The photo of this that I saw, from the California Asparagus Commission, had five spears lined up and pretty much jammed together, with no space in between the spears. I prefer to have a little space between each spear for even cooking and better browning.
Still the general idea is a good one. Line up about five spears and push one skewer through all of them near the trimmed end. Then take a second skewer and push it through all of them near the tip end. Bundled together, the spears can’t possibly fall down in between the grill grates. The skewers also make it much easier to flip the spears when it’s time to brown the other side.
The asparagus have to be decently thick for this to work. Trying to do it with pencil-thin asparagus will be tedious and frustrating, believe me.
When grilling, keep in mind that the asparagus need a light coating of oil before they go on the grill. Otherwise, they are likely to stick and get torn up when it’s time to flip or remove them.
Instead of just plain oil, I often will coat asparagus — and many other grilled vegetables — with vinaigrette.

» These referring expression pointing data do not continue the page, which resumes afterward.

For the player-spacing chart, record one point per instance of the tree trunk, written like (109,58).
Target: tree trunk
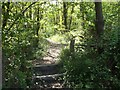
(72,41)
(99,19)
(65,14)
(99,25)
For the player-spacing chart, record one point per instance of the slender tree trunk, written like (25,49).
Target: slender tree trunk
(72,41)
(65,14)
(99,19)
(99,25)
(5,14)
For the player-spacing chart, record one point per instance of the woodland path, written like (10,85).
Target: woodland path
(47,71)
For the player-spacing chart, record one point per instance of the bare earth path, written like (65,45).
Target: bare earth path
(47,71)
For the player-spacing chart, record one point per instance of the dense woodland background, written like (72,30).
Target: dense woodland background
(90,29)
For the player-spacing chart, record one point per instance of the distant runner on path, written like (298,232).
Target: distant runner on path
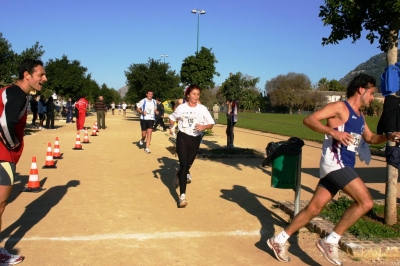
(147,109)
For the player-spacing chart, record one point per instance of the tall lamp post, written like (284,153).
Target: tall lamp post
(198,12)
(164,55)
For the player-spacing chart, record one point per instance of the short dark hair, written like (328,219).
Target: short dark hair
(190,88)
(361,80)
(28,65)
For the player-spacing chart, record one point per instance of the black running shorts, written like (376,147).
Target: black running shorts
(338,179)
(146,124)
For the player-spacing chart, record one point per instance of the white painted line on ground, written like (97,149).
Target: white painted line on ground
(146,236)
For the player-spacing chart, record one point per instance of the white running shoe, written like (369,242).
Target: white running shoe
(330,251)
(9,259)
(278,249)
(182,201)
(175,183)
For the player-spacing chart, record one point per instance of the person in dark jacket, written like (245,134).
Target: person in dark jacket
(50,109)
(101,109)
(70,107)
(160,115)
(42,110)
(34,109)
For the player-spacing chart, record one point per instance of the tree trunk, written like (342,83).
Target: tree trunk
(391,172)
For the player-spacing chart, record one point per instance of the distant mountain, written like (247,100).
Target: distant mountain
(374,66)
(122,91)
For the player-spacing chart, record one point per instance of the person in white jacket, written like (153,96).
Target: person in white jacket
(193,118)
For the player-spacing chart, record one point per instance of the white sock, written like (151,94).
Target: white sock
(282,237)
(332,238)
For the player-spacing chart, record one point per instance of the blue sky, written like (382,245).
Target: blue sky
(260,38)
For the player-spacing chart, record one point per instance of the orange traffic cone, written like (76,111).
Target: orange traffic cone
(56,151)
(49,158)
(33,183)
(94,134)
(86,138)
(78,145)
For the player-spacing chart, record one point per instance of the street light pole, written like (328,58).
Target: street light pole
(198,12)
(164,55)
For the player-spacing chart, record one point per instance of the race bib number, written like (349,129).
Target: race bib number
(189,121)
(356,142)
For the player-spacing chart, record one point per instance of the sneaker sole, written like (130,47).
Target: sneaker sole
(183,204)
(276,254)
(321,249)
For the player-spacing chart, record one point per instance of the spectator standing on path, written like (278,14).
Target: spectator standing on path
(112,107)
(216,111)
(101,110)
(193,118)
(50,109)
(231,115)
(41,110)
(81,105)
(34,109)
(345,130)
(124,105)
(160,115)
(70,107)
(147,108)
(13,112)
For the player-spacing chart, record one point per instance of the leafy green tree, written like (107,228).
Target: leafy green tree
(286,90)
(66,77)
(234,87)
(10,60)
(335,85)
(250,99)
(7,60)
(35,52)
(199,69)
(381,18)
(109,95)
(323,84)
(155,76)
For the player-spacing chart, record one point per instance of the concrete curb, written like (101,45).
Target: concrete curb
(348,243)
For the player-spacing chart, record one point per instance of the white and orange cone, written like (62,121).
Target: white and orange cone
(56,151)
(94,134)
(86,138)
(33,182)
(78,145)
(49,158)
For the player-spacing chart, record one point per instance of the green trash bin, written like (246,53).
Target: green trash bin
(285,171)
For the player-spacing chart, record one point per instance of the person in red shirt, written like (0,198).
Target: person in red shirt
(13,114)
(81,105)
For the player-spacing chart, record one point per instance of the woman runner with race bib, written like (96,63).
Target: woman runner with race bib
(193,118)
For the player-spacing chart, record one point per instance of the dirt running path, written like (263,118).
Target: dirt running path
(112,204)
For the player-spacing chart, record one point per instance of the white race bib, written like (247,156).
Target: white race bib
(189,122)
(356,142)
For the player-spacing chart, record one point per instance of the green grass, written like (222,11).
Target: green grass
(368,227)
(287,125)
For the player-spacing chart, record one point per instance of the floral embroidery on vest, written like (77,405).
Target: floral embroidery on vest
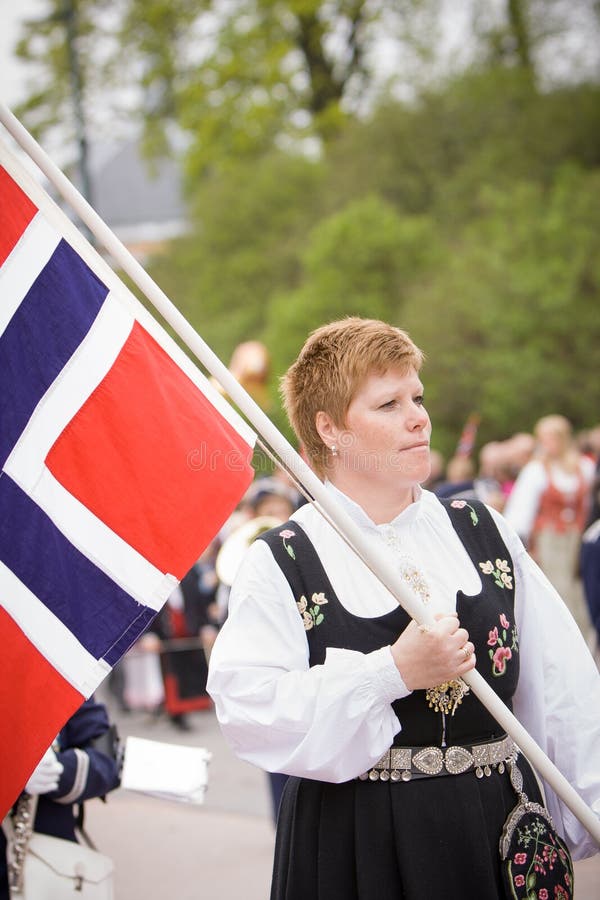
(311,616)
(461,504)
(500,572)
(499,652)
(286,534)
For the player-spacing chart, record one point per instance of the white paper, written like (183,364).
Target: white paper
(169,771)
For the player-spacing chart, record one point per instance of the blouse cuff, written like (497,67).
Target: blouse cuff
(385,679)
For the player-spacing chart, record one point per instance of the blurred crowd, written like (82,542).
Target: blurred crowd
(546,483)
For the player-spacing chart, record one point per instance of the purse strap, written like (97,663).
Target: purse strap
(19,828)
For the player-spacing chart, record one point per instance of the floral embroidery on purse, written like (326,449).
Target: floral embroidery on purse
(536,862)
(499,652)
(311,616)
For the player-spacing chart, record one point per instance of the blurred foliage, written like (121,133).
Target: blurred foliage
(467,211)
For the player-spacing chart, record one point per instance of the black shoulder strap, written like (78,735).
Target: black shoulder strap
(297,557)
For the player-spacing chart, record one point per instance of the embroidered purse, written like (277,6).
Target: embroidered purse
(536,864)
(41,867)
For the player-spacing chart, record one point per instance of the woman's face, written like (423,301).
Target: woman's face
(387,430)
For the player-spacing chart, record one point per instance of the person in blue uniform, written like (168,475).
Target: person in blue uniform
(81,764)
(402,785)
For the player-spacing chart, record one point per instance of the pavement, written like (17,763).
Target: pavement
(221,850)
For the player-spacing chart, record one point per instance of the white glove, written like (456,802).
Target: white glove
(44,777)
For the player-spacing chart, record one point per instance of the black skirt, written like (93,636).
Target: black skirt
(419,840)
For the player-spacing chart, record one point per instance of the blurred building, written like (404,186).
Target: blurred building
(141,202)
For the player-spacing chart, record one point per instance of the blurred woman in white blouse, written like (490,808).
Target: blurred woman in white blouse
(548,508)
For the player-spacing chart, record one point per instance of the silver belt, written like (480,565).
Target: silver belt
(406,763)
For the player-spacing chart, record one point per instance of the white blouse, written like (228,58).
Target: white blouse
(333,721)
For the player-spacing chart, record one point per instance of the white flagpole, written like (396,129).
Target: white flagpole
(367,550)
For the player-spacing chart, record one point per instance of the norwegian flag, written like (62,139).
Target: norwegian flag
(118,464)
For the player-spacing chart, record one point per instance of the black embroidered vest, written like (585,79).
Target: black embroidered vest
(487,616)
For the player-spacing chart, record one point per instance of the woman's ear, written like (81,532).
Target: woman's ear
(326,428)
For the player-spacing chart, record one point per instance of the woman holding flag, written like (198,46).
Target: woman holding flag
(403,785)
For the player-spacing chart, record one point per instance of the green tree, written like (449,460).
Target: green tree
(358,261)
(509,318)
(248,228)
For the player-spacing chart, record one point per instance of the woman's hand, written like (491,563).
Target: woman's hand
(429,655)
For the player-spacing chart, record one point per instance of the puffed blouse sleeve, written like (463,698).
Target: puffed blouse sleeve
(558,695)
(330,722)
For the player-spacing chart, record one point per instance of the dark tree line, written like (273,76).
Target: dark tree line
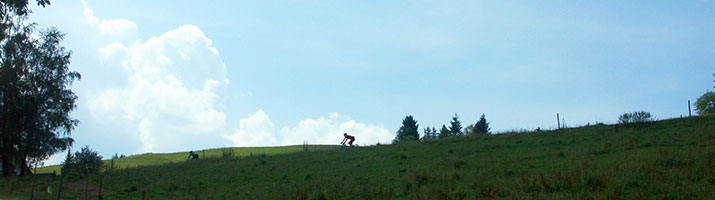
(35,99)
(409,129)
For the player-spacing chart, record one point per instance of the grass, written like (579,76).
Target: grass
(670,159)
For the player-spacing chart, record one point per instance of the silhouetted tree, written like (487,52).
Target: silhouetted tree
(455,126)
(482,126)
(635,117)
(85,161)
(705,105)
(444,132)
(429,134)
(469,130)
(408,131)
(35,99)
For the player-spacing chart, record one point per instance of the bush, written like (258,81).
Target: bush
(635,117)
(84,162)
(227,152)
(705,105)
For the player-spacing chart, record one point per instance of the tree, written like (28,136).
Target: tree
(482,126)
(705,105)
(444,132)
(35,99)
(635,117)
(469,130)
(408,131)
(429,134)
(455,126)
(84,162)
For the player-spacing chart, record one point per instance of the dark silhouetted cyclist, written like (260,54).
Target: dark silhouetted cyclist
(192,156)
(348,137)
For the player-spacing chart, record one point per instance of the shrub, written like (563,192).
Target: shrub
(227,152)
(635,117)
(705,105)
(84,162)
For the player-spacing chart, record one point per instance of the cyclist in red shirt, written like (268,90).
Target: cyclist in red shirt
(348,137)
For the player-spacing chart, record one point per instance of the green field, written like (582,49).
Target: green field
(670,159)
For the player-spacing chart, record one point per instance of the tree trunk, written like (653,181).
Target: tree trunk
(7,168)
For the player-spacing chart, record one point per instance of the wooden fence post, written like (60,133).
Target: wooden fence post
(32,191)
(59,189)
(99,196)
(86,185)
(558,121)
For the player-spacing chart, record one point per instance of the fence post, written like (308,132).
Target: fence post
(558,121)
(86,185)
(32,191)
(59,189)
(99,196)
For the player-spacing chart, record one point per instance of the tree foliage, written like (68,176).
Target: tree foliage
(83,162)
(444,132)
(35,99)
(455,126)
(482,126)
(635,117)
(408,131)
(429,134)
(705,105)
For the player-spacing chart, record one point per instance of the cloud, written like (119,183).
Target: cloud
(171,97)
(258,130)
(109,26)
(255,130)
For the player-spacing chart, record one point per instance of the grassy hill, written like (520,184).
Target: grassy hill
(149,159)
(670,159)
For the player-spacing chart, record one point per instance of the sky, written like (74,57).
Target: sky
(166,76)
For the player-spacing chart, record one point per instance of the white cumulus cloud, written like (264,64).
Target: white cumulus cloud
(113,27)
(172,95)
(258,130)
(255,130)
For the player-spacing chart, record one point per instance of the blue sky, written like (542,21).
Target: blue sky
(165,76)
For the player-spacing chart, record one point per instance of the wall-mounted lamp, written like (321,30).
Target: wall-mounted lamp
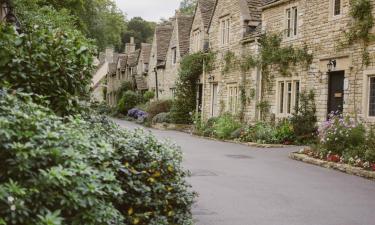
(331,65)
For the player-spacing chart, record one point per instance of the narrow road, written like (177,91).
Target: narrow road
(240,185)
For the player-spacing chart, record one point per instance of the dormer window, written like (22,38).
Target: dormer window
(336,7)
(291,22)
(174,55)
(225,31)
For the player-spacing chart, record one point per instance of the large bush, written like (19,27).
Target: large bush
(85,171)
(225,126)
(128,101)
(47,61)
(52,170)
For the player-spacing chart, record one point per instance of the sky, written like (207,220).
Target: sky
(150,10)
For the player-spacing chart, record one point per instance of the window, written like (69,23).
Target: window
(288,96)
(372,97)
(174,55)
(196,41)
(233,98)
(291,22)
(224,31)
(336,7)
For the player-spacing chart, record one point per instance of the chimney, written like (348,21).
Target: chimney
(130,47)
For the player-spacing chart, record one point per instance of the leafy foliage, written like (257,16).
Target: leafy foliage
(100,20)
(191,68)
(128,101)
(188,6)
(225,126)
(46,61)
(85,170)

Here’s a recipe I adapted from the California Asparagus Commission to try:
Grilled Rack of California Asparagus
The original recipe recommends soaking the bamboo skewers in water to prevent them from burning. I don’t think that’s necessary for this recipe, because the cooking time is so short. Metal skewers also will work here. The original recipe also called for blanching the asparagus in boiling water first. I would recommend this if the grill were extremely hot and the asparagus extremely thick. Otherwise, it’s easier and just fine to skip the blanching and cook the spears entirely on the grill. If you happen to have blanched asparagus, reduce the cooking time below to 2 to 3 minutes on each side.
1 pound asparagus, medium to large
2 tablespoons shallots, chopped fine
1 tablespoon sweet mustard
1 tablespoon balsamic vinegar
½ teaspoon salt and pepper
1 tablespoon fresh herbs, your choice, chopped
8 to 10 six-inch wooden bamboo skewers
Chopped fresh herbs and lemon zest for garnish
1. On a cutting board divide the bunch of asparagus into servings of about 6 spears. Line up the servings in a row. Run one skewer 2 inches from the top and a second skewer 2 inches from the bottom through all the spears to create a horizontal rack. Try to allow a little space between the spears. Repeat with remaining asparagus and skewers.
2. For the vinaigrette, combine the shallots, mustard, vinegar, salt, pepper and herbs in a jar with a tight-fitting lid. Close the lid and shake well, about 10 seconds,
3. To grill the asparagus, liberally brush the asparagus on both sides with vinaigrette to coat well. Grill racks over medium-high heat 4 to 5 minutes on each side, or until tender. Top with chopped fresh herbs and lemon zest. Serve with extra vinaigrette.